|Years at OU:|
Third Year as Head Coach
Long acknowledged as one of the best coaches in the United States, if not the world, Steve Nunno takes over the Sooners' sole head coaching duties in 2002 after sharing the position with long-time head coach Becky Switzer last season.
Switzer hand picked Nunno as her successor based on his extensive international expertise, and after almost two decades of coaching top level Elite athletes, Nunno jumped at the chance to return to his collegiate roots. He was an assistant at Oklahoma from 1983 through 1985.
"Working at the collegiate level again is an exciting experience for me," Nunno said of his position. "I've been here before, but a lot has changed since then.
"I think it's a very exciting time to be at the university level gymnastically. I think the sport is really peaking here and there's a tremendous amount of excitement involved from the fans. I feel like I hit the ground running last year and there isn't any transition left. We made our stand and got this program back on its feet. This year, we want to be better and work our way to the top."

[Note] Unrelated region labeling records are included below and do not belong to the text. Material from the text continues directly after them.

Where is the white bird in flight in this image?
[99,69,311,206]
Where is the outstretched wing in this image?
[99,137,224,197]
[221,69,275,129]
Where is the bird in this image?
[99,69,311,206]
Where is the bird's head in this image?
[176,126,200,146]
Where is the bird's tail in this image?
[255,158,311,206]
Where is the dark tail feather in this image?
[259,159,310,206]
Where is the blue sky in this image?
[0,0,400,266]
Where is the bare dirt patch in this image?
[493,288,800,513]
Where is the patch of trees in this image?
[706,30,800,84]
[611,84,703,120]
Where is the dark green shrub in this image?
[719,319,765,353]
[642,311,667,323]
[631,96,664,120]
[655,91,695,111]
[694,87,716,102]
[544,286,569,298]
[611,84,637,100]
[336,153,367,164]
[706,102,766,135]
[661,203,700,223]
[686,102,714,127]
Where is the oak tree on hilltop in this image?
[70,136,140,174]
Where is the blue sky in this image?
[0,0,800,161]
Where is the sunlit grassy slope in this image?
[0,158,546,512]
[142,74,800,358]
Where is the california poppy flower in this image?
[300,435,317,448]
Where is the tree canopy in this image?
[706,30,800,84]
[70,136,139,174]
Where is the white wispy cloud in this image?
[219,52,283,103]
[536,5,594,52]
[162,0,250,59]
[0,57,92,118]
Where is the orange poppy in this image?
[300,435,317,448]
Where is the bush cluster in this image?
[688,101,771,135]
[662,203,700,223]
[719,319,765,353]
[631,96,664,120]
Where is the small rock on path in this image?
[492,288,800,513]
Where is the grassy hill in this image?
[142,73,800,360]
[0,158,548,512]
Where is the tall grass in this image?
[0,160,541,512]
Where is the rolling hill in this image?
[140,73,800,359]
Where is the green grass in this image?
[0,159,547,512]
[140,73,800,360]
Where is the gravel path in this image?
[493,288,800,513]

Nunno's extensive coaching expertise and international experience, which includes stints at all levels of the sport, up to and including the Olympic Games, is having a positive effect on the OU squad.
"I enjoy sharing my international experience and gymnastics technical expertise with the athletes," Nunno said. "I think that I've already contributed a little bit and the athletes are excited about learning new skills. I'm trying to rejuvenate their excitement for their own gymnastics, now, in the twilight of their careers. Most of these athletes have been doing gymnastics for 15-20 years and most will stop after college, so this is a very exciting time for them, as well as for me."
Always on the lookout for new coaching challenges, Nunno has been at the forefront of the U.S. gymnastics community for more than two decades. He represented the University of Massachusetts until his graduation in 1979 and then put his coaching career into high gear. He owned and operated a successful gymnastics club in Boston before moving to Texas to work alongside gymnastics coaching legend Bela Karolyi.
In 1983, Nunno arrived in Oklahoma to serve as Switzer's assistant. He remained at OU for three seasons before leaving to open the first of several Oklahoma City-area gymnastics centers.
Shortly thereafter, on a training trip to the former Soviet Union, Nunno met Oklahoma native Shannon Miller, whom he would eventually lead to two world championship titles and seven Olympic medals, including a pair of golds at the 1996 Olympic Games.
During her career, which spanned more than a decade, Miller, with Nunno's guidance, won titles at every major national and international competition, earning gold at the Olympic Games, World Championships, University Games, Pan American Games, Goodwill Games and the U.S. National Championships. Today, Miller is recognized as the most decorated gymnast in U.S. history.
In addition to Miller, Nunno coached 1993 junior national champion Jennie Thompson, as well as U.S. national team members Ashlee Bradley, Heather Brink, Mina Kim, Audria Fraim, Alecia Ingram, Soni Meduna, Mariana Webster and Lori Winn, just to name a few.
While his gymnasts earned medals, Nunno was showered with accolades by his fellow coaches. He was named "Coach of the Year" by USA Gymnastics in 1992 and was honored as the United States Elite Coaches Association "Coach of the Year" in 1992, 1993 and 1996, the only three-time recipient of the award. In 1999, The Daily Oklahoman ranked Nunno eighth in a list of the greatest Oklahoma coaches in all sports of the 20th century.
"What drew me to collegiate coaching was the opportunity to coach at the University of Oklahoma," Nunno said. "I don't think I would have taken a position anywhere else in the United States. Oklahoma is my home and it's been my home for the last 16 or 17 years. I have a fondness for the state and for all of those who have supported me and now I want to give back a little to the people of Oklahoma.
"I learned a lot from Becky and one of the most important things was the artistic view of gymnastics. As much as we'd like to build a national championship team here, we want to do it our own way and without compromising the sport and what it's known for. She opened my eyes to that and reminded me that this sport can be powerful, yet beautiful."
Nunno's goals for OU's future are clear. He wants to take Oklahoma to the top of collegiate gymnastics and secure for the university a first-ever national title.
"That's what I'm here for," he said simply, "to develop a team that can win a national championship. I don't see where this program won't be the best in the nation in five years. We're on the way up and there's no looking back."
Nunno, who still owns two Dynamo gymnastics clubs in the Oklahoma City area, lives in Edmond with his wife, Laurie, and their three children, Talia, Carina and Anthony.